Got a can of slide spray and saturated everything metal and it seems to have stopped the slide from not moving...or it could just be my imagination we will see...


----------



## joeymac (Aug 19, 2010)

Thanks all for the suggestions ! I will plug in the tt and attempt to extend the slide. If this doesnt work, then I will attempt to extend it manually, hoping this will get it started in the right direction. 
Hopefully no major issues, and she works like she should ! I will update everyone over the weekend.


----------



## joeymac (Aug 19, 2010)

Well, got the OB out of storage this morning. Brought it home, got underneath her, and gave the slide motor about 15 turns with the ratchet. Then went back inside and begin to extend the slide. Worked perfect!!! 

Thanks for everyone's input, I am relieved as we are going on vacation in a few weeks.


----------



## CJ999 (Aug 11, 2005)

I had a similar problem a couple years ago. It turned out to be the point where my battery wires connected to the trailer had become clogged with corrosion and as a result, the current getting to the slide was insufficient. I bought new and replaced the old connectors. Now I clean them on a regular basis and have not had a problem since.


----------



## joeymac (Aug 19, 2010)

Update:

Still having intermittent issues with the main slide. I plug it in to shore power or battery power and it clicks. The slide won't move an inch. I then have to crawl under the TT access the slide motor and give it a few cranks with my ratchet. It then extends itself without issue. It never has a problem retracting. Is there a clutch attached to the motor that I can replace, or is it an all or nothing proposition?

Is the slide motor a difficult repair? Also curious about how to lube the slide rails and mechanisms. 

I can already tell you what is going to happen. We are going to pull up to a campsite, and I am going to have to crawl under her in the gravel and crank the darn slide out manually. 

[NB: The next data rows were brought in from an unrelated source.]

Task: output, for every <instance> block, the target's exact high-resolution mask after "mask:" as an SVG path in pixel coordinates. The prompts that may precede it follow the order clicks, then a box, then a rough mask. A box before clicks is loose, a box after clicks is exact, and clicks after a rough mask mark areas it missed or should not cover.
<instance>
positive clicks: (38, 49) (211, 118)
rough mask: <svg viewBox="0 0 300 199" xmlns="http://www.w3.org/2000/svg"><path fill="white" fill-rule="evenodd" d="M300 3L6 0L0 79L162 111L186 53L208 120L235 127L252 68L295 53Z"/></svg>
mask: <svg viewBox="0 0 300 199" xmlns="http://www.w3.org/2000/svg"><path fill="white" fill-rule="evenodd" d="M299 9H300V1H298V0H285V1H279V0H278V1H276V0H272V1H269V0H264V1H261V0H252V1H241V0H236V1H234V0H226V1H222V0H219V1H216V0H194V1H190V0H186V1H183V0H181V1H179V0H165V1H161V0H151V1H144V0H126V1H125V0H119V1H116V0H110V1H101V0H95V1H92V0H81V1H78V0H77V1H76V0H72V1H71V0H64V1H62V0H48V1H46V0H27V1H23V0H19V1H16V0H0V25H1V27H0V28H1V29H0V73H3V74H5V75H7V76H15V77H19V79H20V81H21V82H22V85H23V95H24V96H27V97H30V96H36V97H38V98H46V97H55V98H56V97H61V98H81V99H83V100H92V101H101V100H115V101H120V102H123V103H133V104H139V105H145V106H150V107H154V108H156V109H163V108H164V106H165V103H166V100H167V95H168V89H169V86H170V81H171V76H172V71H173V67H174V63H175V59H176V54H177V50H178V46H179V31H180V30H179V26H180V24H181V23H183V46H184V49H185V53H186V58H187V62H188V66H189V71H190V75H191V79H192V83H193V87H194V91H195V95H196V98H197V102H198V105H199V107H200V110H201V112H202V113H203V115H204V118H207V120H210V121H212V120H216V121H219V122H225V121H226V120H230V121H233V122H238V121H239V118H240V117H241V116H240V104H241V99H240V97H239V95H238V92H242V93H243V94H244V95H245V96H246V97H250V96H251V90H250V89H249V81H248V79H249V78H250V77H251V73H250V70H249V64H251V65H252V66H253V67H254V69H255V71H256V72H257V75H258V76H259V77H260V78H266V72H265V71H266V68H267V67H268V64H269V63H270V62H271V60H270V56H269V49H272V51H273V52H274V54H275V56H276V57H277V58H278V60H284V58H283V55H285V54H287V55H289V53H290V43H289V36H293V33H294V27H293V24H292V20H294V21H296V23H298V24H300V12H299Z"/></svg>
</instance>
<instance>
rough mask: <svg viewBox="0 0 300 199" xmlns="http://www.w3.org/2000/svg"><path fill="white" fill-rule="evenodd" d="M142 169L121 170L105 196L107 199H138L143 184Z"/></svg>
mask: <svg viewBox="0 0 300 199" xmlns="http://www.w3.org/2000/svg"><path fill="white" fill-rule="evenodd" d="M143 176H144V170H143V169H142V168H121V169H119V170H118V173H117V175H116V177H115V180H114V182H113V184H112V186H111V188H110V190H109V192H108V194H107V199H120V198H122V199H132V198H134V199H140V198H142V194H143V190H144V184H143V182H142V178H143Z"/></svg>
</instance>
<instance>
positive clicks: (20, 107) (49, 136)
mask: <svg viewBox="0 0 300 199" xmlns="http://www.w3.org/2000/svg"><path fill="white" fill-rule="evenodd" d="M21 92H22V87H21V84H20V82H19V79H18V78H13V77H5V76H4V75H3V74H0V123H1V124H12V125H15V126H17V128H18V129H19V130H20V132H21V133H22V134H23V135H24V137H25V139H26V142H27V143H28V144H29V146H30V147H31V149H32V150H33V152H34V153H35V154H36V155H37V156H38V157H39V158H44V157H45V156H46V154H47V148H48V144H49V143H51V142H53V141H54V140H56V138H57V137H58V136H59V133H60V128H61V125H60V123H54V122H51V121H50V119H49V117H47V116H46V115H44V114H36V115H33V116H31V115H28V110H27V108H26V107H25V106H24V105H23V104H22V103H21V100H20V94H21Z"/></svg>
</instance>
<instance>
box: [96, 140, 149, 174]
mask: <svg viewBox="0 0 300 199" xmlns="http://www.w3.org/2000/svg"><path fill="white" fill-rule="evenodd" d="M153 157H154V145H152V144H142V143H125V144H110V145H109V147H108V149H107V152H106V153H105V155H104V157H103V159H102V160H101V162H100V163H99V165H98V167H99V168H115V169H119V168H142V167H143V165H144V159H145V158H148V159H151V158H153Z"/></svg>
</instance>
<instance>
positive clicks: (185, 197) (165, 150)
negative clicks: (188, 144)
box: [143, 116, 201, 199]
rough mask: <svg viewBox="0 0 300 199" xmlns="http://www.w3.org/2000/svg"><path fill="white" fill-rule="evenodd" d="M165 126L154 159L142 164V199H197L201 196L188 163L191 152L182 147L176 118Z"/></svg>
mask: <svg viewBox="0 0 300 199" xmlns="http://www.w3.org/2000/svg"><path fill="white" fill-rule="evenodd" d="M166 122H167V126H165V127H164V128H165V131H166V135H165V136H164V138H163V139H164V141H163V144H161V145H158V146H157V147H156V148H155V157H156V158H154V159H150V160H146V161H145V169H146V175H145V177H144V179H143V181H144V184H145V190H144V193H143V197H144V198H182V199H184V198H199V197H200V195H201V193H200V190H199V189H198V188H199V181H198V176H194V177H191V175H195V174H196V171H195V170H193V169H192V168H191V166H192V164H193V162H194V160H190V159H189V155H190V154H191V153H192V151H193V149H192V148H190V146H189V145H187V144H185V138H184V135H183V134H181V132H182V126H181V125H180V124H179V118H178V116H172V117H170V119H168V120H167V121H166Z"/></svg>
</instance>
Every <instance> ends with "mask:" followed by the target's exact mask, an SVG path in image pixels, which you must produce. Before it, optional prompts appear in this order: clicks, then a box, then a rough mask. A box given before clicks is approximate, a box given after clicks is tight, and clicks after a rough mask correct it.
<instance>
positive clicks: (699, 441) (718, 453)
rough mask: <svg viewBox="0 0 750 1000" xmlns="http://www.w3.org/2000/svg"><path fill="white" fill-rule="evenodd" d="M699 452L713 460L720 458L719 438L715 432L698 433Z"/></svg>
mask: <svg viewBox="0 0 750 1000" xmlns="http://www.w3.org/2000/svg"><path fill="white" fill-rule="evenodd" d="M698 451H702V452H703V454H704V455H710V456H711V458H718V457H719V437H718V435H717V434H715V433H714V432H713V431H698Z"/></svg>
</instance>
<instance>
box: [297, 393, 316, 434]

Any other thoughts? Should I call Keystone customer service and see if they will "take care" of this, has anyone done this with any success?


----------



## joeymac (Aug 19, 2010)

Anyone ever had the slide actuator repaired on the TT ? I am still suffering with the same problem on my main slide. (see above posts) The OB is in the shop getting repaired again. I took it in for repair 1 month ago, and they told me it was a bent bracket that holds the slide motor in place. Tested it out before I left the dealer, worked fine, then got the OB home and it was still not working, just like when I bought it to them the first time. This time they are telling me it is a bad slide actuator. 
Has anyone had this repair on their slide ? If so, how much did they charge to repair it ?


----------